Columbia Sportswear is poised for “a record year of growth and profitability,” CEO Tim Boyle said. And it’s advance orders and brand momentum that are driving that growth.
In a Nutshell: Buoyed by the strength of its Columbia brand, improvement in the Sorel unit and a turnaround at Mountain Hardwear, Columbia Sportswear Co. scored gains in sales and earnings in the second quarter.
The company said the Columbia brand generated double-digit constant-currency growth in the quarter and the first half of the year, led by U.S. wholesale and direct-to-consumer performance. Sorel’s progress toward becoming a year-round brand was evident in the success of Spring 2019 styles that contributed to greater than 30 percent constant-currency growth period, and a positive first half of the year. Mountain Hardwear, which had languished for several years, also generated double-digit constant-currency growth in the three months and is poised for continued growth in the second half, the company said.

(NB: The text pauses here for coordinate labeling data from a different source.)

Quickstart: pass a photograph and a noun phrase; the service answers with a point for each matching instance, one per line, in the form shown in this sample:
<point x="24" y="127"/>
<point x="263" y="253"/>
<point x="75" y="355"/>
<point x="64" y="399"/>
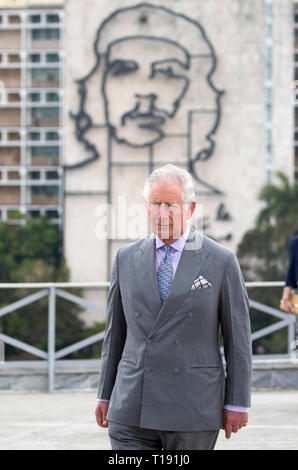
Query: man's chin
<point x="139" y="137"/>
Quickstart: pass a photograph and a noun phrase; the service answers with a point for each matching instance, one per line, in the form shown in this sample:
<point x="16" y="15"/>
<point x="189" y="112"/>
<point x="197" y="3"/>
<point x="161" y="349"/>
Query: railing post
<point x="51" y="339"/>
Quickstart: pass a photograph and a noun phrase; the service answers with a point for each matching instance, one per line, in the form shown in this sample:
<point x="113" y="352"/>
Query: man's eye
<point x="168" y="70"/>
<point x="120" y="67"/>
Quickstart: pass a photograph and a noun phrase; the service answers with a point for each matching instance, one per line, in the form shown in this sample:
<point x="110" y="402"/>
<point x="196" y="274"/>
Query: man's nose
<point x="145" y="102"/>
<point x="163" y="211"/>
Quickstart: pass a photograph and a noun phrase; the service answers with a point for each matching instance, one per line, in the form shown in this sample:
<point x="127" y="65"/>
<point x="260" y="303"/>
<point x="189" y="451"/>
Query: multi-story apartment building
<point x="31" y="110"/>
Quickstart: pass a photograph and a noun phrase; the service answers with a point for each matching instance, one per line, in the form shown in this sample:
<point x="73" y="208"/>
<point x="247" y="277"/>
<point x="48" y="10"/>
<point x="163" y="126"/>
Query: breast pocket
<point x="201" y="297"/>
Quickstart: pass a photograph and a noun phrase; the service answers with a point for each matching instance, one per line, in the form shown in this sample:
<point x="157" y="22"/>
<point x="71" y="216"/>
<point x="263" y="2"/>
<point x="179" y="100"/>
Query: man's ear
<point x="192" y="207"/>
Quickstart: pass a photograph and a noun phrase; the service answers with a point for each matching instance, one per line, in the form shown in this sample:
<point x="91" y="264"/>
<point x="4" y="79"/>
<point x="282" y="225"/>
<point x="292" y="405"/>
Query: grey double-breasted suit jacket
<point x="161" y="366"/>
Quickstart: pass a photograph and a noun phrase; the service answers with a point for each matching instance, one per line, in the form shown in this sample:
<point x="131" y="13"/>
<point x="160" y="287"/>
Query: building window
<point x="45" y="34"/>
<point x="53" y="18"/>
<point x="52" y="57"/>
<point x="35" y="18"/>
<point x="45" y="190"/>
<point x="34" y="136"/>
<point x="45" y="151"/>
<point x="46" y="74"/>
<point x="34" y="96"/>
<point x="52" y="136"/>
<point x="35" y="58"/>
<point x="52" y="97"/>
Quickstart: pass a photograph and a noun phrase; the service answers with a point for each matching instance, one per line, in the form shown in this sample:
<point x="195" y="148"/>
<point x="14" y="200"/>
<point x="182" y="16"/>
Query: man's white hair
<point x="172" y="173"/>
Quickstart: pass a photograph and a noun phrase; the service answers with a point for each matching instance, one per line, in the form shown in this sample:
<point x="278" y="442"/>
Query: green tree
<point x="263" y="252"/>
<point x="32" y="253"/>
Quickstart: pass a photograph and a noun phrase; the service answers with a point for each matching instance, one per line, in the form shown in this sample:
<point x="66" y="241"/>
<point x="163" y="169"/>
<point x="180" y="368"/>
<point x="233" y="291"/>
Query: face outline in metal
<point x="157" y="84"/>
<point x="144" y="14"/>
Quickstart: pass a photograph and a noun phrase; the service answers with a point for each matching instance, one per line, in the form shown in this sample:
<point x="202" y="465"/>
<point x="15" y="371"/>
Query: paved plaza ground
<point x="65" y="420"/>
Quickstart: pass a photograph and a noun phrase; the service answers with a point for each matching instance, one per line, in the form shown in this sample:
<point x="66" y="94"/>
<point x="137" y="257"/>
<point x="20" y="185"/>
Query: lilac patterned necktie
<point x="165" y="274"/>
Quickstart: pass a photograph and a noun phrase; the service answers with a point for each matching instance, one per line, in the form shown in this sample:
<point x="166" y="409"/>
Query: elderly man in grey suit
<point x="162" y="384"/>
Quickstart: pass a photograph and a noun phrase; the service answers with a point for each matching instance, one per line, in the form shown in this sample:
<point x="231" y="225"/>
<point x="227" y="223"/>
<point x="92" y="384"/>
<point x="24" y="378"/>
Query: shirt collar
<point x="178" y="244"/>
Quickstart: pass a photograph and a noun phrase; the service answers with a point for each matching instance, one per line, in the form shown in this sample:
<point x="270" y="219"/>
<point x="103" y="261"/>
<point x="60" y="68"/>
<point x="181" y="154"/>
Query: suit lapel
<point x="190" y="264"/>
<point x="145" y="273"/>
<point x="191" y="261"/>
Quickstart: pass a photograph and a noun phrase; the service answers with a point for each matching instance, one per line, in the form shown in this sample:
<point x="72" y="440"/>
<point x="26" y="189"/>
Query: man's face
<point x="145" y="80"/>
<point x="167" y="212"/>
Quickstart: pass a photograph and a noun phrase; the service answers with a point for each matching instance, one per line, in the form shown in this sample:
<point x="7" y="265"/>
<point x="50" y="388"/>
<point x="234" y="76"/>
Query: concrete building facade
<point x="207" y="86"/>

Columbia Sportswear, based in Portland, Ore., updated its full year financial outlook, with net sales now expected to reach $3 billion to $3.04 billion compared to the prior forecast of $2.98 million to $3.04 billion, representing net sales growth of 7 percent to 8.5 percent compared to the previous outlook of 6.5 percent to 8.5 percent. The net sales outlook includes a foreign currency translation impact that is expected to reduce net sales growth by approximately 90 basis points.
The active outdoor apparel, footwear, accessories and equipment specialist noted that inventories increased 33 percent to $756.4 million in the quarter compared to $570.5 million on June 30, 2018. This was the result of earlier receipts of Fall 2019 inventory aimed at alleviating manufacturing capacity constraints and, to a lesser degree, increased volume to support business growth.
Sales: Net sales for the second quarter ended June 30 increased 9 percent to a record $526.2 million compared to the year-ago period.
Earnings: Net income in the quarter increased 137 percent to $23 million from $9.7 million for the comparable period in 2018. The net income also includes the benefit of full ownership of our China business, which became a wholly owned subsidiary in January. In the second quarter of 2018, the non-controlling interest share of net income was $800,000.
Gross margin expanded 70 basis points to a record 48.2 percent of net sales compared to second quarter 2018 gross margin of 47.5 percent of net sales. Operating income increased 68 percent to a record $16.4 million and operating margin expanded 110 basis points to 3.1 percent of net sales compared to second quarter 2018 operating income of $9.7 million or 2 percent of net sales.
CEO’s Take: “Momentum across our diverse brand portfolio, distribution channels and regions, along with Project Connect financial benefits fueled record second quarter and first half financial performance,” Boyle said. “As we enter the second half of 2019, our brand, channel, geographic and supply chain diversification positions us for continued profitable growth despite global economic and trade uncertainty. Our first half results, Fall 2019 advance orders and current business momentum position us to deliver another record year of growth and profitability.”
“Our profitable growth trajectory and fortress balance sheet, with cash and short-term investments of over $500 million and no long-term debt, provide a foundation of strength and confidence from which we will continue investing in our strategic priorities to drive brand awareness and sales growth through increased, focused demand creation investments; enhance consumer experience and digital capabilities in all our channels and geographies; expand and improve global direct-to-consumer operations with supporting processes and systems, and invest in our people and optimize our organization across our portfolio of brands.”